Last checked for updates: 3/29/2015
The park fees are currently at winter rates and all water to the park has been shut off. They are as follows:
- Camping - $26 / night (electric and sewer) and $13 extra vehicle
- $21 / night (electric) and $11 extra vehicle
- $13 / night (dry camp) and $7 extra vehicle
- Day Use - $7.00 / vehicle
- Cabin - $60 / night
The parks water was shut off and system winterized on October 14.. After October 14th, the parks day use and campground will remain open but with limited amenities.
The boat ramp dock has been put in for the 2015 season but the courtesy dock remains out.
All boaters need to make sure and fill out an AIS Certificate of Decontamination. The certificate must be signed with a current date, and left on the vehicles dashboard. The Certificates are located at te parks entrance gate or by taking the online Mussel-Aware Boater course at wildlife.utah.gov/self certification. The online course is good for the calendar year. All boats, personal water crafts, and any other water craft devices that have been in Lake Powell or Deer Creek in the last 30 days or less need to be decontaminated before launching. If your boat needs to be decontaminated, please contact the park to schedule a time. Please help us insure that Steinaker remains mussel free.
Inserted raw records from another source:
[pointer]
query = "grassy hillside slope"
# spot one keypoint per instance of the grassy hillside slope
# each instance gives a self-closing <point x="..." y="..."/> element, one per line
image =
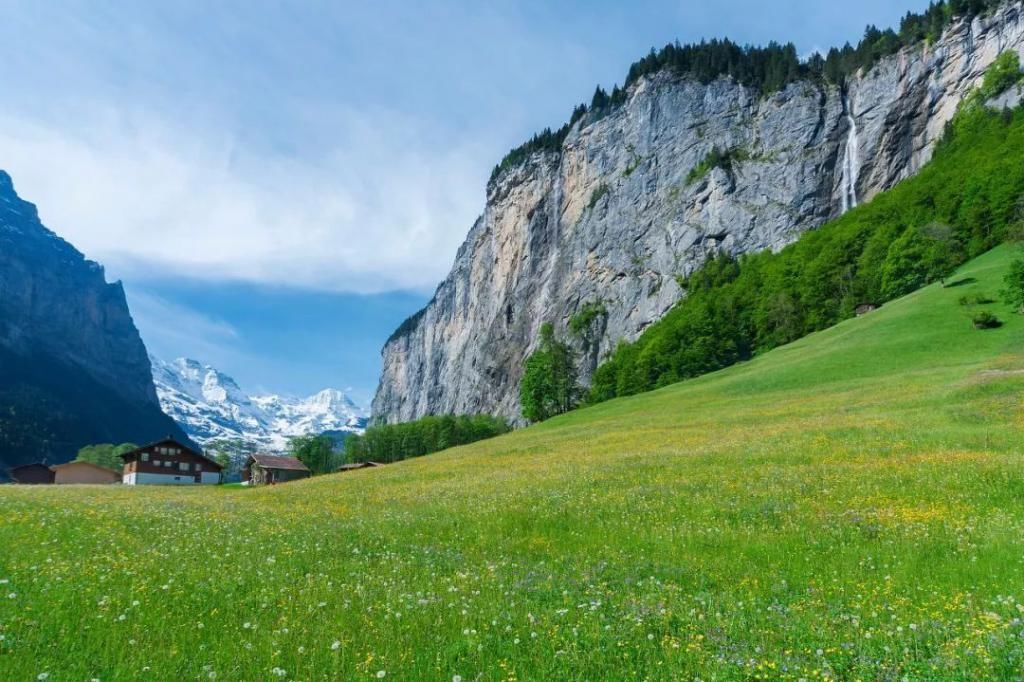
<point x="849" y="506"/>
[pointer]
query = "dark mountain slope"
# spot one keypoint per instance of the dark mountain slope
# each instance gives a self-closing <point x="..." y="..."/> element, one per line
<point x="73" y="367"/>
The park is open to OHV camping. You can bring your OHV, to the campground, and ride north on the entrance road to a trailhead that takes you to Dock's Beach and Red Mountain. Docks Beach is a moderate trail as where Red Mountain is more advanced.
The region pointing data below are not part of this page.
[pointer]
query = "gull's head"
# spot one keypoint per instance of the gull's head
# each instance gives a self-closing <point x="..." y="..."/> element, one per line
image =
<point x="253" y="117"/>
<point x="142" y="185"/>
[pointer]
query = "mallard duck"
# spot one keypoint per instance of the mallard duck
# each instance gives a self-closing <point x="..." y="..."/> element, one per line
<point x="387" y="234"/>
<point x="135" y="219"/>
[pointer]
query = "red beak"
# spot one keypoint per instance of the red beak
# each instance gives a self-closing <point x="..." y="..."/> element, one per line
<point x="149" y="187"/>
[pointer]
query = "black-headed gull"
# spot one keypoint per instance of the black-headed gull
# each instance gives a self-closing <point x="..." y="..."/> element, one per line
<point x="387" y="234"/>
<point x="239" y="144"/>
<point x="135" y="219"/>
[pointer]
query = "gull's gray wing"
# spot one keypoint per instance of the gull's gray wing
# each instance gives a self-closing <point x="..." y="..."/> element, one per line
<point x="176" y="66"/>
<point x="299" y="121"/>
Steinaker Reservoir is a large reservoir immediately north of Vernal in northeastern Utah. It is an off-stream impoundment of Ashley Creek, which drains the eastern High Uinta Mountains. A state park at the reservoir provides year-round recreational opportunities.
Steinaker Reservoir is easily accessible from US-191 about four miles north of Vernal. The highway follows the east shore for about a mile. An access road leads across the north end of the reservoir to the state park, which is on the west side of the lake.
In the springtime, shallow-water fishing really perks up once the water temperatures get around 55 to 60 degrees for bass and bluegill, and from ice-off to about 60 degrees for rainbow trout. The fall is another 'hot' time for trout, when the water cools down once again.
During the summer, bass, trout and sunfish all seek out cooler waters, so anglers need to fish deeper.
For bass and bluegill, especially in the spring, try fishing in the shallow waters in and around the submerged vegetation. For rainbow trout, fish just outside the weeds, or in roughly 10 to 15 feet of water or more. Rainbows may be in shallower waters, but it's too easy to catch vegetation when trolling. These tips, in fact, apply to many waters in Utah.
Casting into openings in or near areas with submerged vegetation is usually very productive, especially for bass and bluegill.